Remember those SAT scores! Why? Maybe because the National Science
Foundation is the pusher and the banker…but the "Money for
Preferred Vendors" math lesson will have to wait for another
day.
"But
math education used to be so simple and straightforward,"
he said. "It basically involves: Learn a new skill, then
practice it until it becomes an old skill. Then use that old skill
to learn a new skill, which you then practice until it, too, becomes
an old skill, and so on, from first grade math through high school
math, then on through all the math past that. Math education used
to be sensible!" He is right, and his description of how
intelligent and effective math instruction should be done, is
priceless. Taxpayers should demand that every potential teacher
excel at "Turning New Skills Into Old." I chalked him
up as another Saxon Math thinker, although he had never heard
of John Saxon. He does now.
Really, every
citizen; property owner; parent; taxpayer; should find out: 1)
how math is taught, and 2) how kids are counted, in every neighborhood,
state, and even in the nation as a whole. The word "accountability"
is thrown about by Congress, but it is time that We the People
take up accountability as a tool of reinforcement; as
a board of education, and demand that teachers effectively
teach; that administrators accurately count; that planners carefully
plan. It is time that we wipe the fog from our eyes and see our
public schools (and the follow-the-feds private and parochial
schools, as well) for what they really are. It is time that we
demand accountability for dollars spent in comparison to
the number of children carefully and fully educated.

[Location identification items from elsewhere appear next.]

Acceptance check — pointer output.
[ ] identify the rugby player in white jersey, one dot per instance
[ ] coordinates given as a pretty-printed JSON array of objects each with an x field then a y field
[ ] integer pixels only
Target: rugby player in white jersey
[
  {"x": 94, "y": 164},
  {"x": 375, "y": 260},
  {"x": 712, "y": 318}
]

Every school
should educate the children entrusted to its teachers and administrators.
If staff are unable, or unwilling, to do the job for which they
are paid, they must be made to close the school. If schools will
not, or can not, provide scholarship, knowledge, and skills, then
they have become nothing but large, unsuitable holding pens. Feed
lots for humans.
Hopefully,
when the people finally do understand the extent to which they
have been intellectually duped and financially drained, there
will be hell to pay. I…can’t…wait!
Do let us
count the errors and the evil yet to be discovered by the people,
and let us hope that:
-
When
citizens finally realize exactly how badly the schools are
failing…
-
When
citizens finally understand that teachers, administrators,
and legislators are making expensive and life-damaging mistakes
with our children’s educations, and with our tax monies, in
all areas of schooling, at all levels of government …
-
When
citizens finally stop accepting the lame excuses that the
schools offer: Reading Disabled, Dyslexic, Mathematically
Disabled, Behavior Disordered, From a Bad Home, Parents Can’t
Read… LD, MI, ADD, ADHD, ODD, BD, ABC&XYZ…
-
When
people actually do wake up and do take note the consequences
of the failure of the public school system: the bulging prisons;
the ever-increasing number of people who live, like parasites,
off the taxpayers; the disintegrating morals; the disgusting
popular culture; the hit-and-run fathers; the results of illiterate
and uneducated people in the workplace; the destruction of
families…
-
When
Americans finally notice: The loss of the means for production;
the loss of jobs and income; and the overall weakening of
America and its economic base...
Hopefully
then, people will finally arise and throw the bums out of the
schools and out of the government. We need to plan and develop
free market neighborhood schools. America is going to need them.
But, we must do our math homework. We must accurately count
children and neighborhoods before we finalize plans and hire contractors
to build schools. We must hire teachers who know how to teach,
and especially how to teach children to do math. We must
elect leaders who understand and support the idea that the future
of America is dependent upon the successes and educational levels
of its children. Only then might America count again.